The fall semester will be marked by a number of crucial changes to computer lab printing at the University of Tampa.
Not only will color printers be installed in each of the major computer facilities in Vaughn, Sykes and Jaeb, but a page limit will be imposed on students making use of campus printers.
Although a concrete figure for this limit has yet to be determined, a reasonable cap will be established from data collected at the end of this semester.
The purpose of this new policy is not to punish students, explained computer lab coordinator Jennifer Jamison, but to encourage responsibility and maintain healthy school expenditures.
“The creation of a limit is meant to encourage sustainability on campus, as well as to prevent abuse.” said Jamison.
Under this new policy, the printing quota will be handled in a similar manner to that of UT Spartan dollars for meal plans.
At the beginning of each semester students will be afforded a set amount of money to spend on printing over the course of their studies.
Each page printed will be deducted from that sum, with black and white pages costing $0.10 and color pages $0.50.
Additional pages will be purchased through an online transaction with a debit or credit card.
Leftover lab dollars will not be transferable from semester to semester.
“The objective is that students who do not print excessively will have enough free pages to meet their needs each semester,” Jamison said.
To date, a staggering total of 1,600,407 pages have been printed since the beginning of the semester.
Students who contributed a thousand pages or more to this figure were contacted via email just before spring break.
One of these students, sophomore Thomas Lizza, expressed his concern over the new policy.
“I understand some people abuse the free printing in the labs and bump up the cost of cartridges and paper, but a university should have to deal with those kind of expenses,” he said.
“It’s not like any of us are coming to school and using the facilities for free anyway.”
Jeffrey can be reached at jpalmer@ut.edu.

I really hope that this policy has been rethought and will not be instated at the beginning of the semester. I’m sure some people do abuse our free printing, and I am totally against that. However, the University needs to suck it up. I’m being abused by being charged ridiculously high “rent” for on-campus housing and being charged $7 for a shitty cheeseburger in Spartan Club when I run out of meal exchanges.
And what happens when somebody forgets to log-out on a computer lab computer (which happens all the time)? I guess I might accidentally print my 40 page lab report at their expense…
Many schools actually do this. As long as there is a resonable amount of money allocated to each student this should be fine. Costs for printing can be expensive, wouldn’t you want the extra money we will be saving to go somewhere where it can have more of an influence for us?
as if we don’t pay enough already… at least we’re getting a chapel right?

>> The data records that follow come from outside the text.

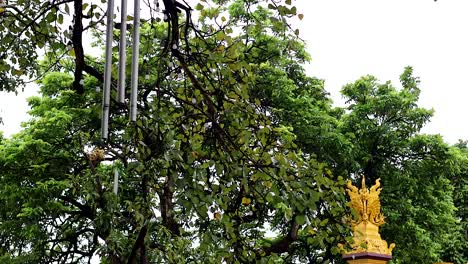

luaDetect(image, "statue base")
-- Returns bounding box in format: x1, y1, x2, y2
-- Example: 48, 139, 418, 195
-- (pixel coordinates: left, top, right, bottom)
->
343, 252, 392, 264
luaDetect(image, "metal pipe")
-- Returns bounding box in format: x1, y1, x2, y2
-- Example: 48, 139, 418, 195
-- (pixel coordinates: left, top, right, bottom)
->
113, 168, 119, 195
129, 0, 140, 122
101, 0, 115, 139
117, 0, 128, 103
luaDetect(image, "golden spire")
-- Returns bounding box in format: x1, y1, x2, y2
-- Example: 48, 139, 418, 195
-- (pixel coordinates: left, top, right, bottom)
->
346, 176, 385, 226
340, 176, 395, 256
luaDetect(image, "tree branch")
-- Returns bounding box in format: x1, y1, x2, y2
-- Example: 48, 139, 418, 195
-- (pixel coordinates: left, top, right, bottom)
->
127, 224, 148, 264
261, 216, 300, 256
72, 0, 85, 94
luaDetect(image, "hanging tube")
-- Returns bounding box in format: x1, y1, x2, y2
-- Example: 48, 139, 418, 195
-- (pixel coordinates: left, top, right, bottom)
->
117, 0, 128, 103
113, 168, 119, 195
129, 0, 140, 122
101, 0, 115, 139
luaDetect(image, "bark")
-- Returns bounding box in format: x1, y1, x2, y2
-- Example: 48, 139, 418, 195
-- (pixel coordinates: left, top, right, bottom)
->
72, 0, 85, 94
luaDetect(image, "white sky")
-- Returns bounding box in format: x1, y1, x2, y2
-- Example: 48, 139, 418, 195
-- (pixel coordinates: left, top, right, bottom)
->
296, 0, 468, 144
1, 0, 467, 144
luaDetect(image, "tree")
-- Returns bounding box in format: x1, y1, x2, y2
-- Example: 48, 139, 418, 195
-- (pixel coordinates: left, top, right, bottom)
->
3, 0, 465, 263
442, 142, 468, 264
0, 1, 349, 263
338, 67, 463, 263
244, 37, 353, 263
0, 0, 303, 94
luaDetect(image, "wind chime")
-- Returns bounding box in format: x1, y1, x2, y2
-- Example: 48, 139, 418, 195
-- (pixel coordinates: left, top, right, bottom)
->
101, 0, 141, 141
101, 0, 142, 194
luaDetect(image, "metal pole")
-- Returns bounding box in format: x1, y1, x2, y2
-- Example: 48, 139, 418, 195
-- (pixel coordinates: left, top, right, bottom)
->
129, 0, 140, 122
113, 168, 119, 195
101, 0, 115, 139
117, 0, 128, 103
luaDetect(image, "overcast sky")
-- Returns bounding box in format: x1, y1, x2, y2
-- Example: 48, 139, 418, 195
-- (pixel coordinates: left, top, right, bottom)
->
296, 0, 468, 144
1, 0, 467, 144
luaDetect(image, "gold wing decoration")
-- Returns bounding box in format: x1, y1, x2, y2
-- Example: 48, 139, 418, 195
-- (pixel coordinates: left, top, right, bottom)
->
345, 176, 385, 226
342, 176, 395, 256
367, 178, 385, 225
346, 180, 364, 223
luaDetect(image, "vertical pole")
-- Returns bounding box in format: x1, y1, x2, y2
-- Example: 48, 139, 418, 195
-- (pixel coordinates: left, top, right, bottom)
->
129, 0, 140, 122
101, 0, 115, 139
117, 0, 128, 103
113, 168, 119, 195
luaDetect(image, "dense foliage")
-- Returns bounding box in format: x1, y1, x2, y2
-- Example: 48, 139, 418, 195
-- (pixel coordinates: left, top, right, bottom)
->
0, 0, 466, 263
1, 0, 349, 263
337, 70, 466, 263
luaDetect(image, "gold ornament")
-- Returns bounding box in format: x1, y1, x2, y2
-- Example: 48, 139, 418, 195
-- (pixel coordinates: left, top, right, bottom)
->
340, 176, 395, 256
346, 177, 385, 226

I think this is a great idea. I am a student, and I know that the extra cost sucks, but so many people print things unnecessarily for the convenience of having a hard copy, when the work can be just as easily on a computer. Now that people are aware of the cost they will stop being so wasteful. People always talk about making the university more sustainable, but when it come to taking action they balk at the inconvenience of it all. If people didn’t print so excessively this policy never would have been instated in the first place.
This is absolutely ridiculous. Charging students for the paper we already pay for? Some students abuse the opportunity of free printing I am sure, but this is not reason to punish everyone. UT has been going downhill recently, raising tuition but now expecting us to pay a fee for paper. What is next, charging for the ink we use, perhaps charge for every piece of silverware you use in the cafeteria?
I understand the limit, but really? Charging them? Come on!!! Reconfigure where our tuition money goes and increase the bank account for computer paper and ink. I know it’s expensive, but students WILL find other ways to print multiple copies elsewhere, which will decrease the use of campus resources. UT has awesome resources and this will negate the fact.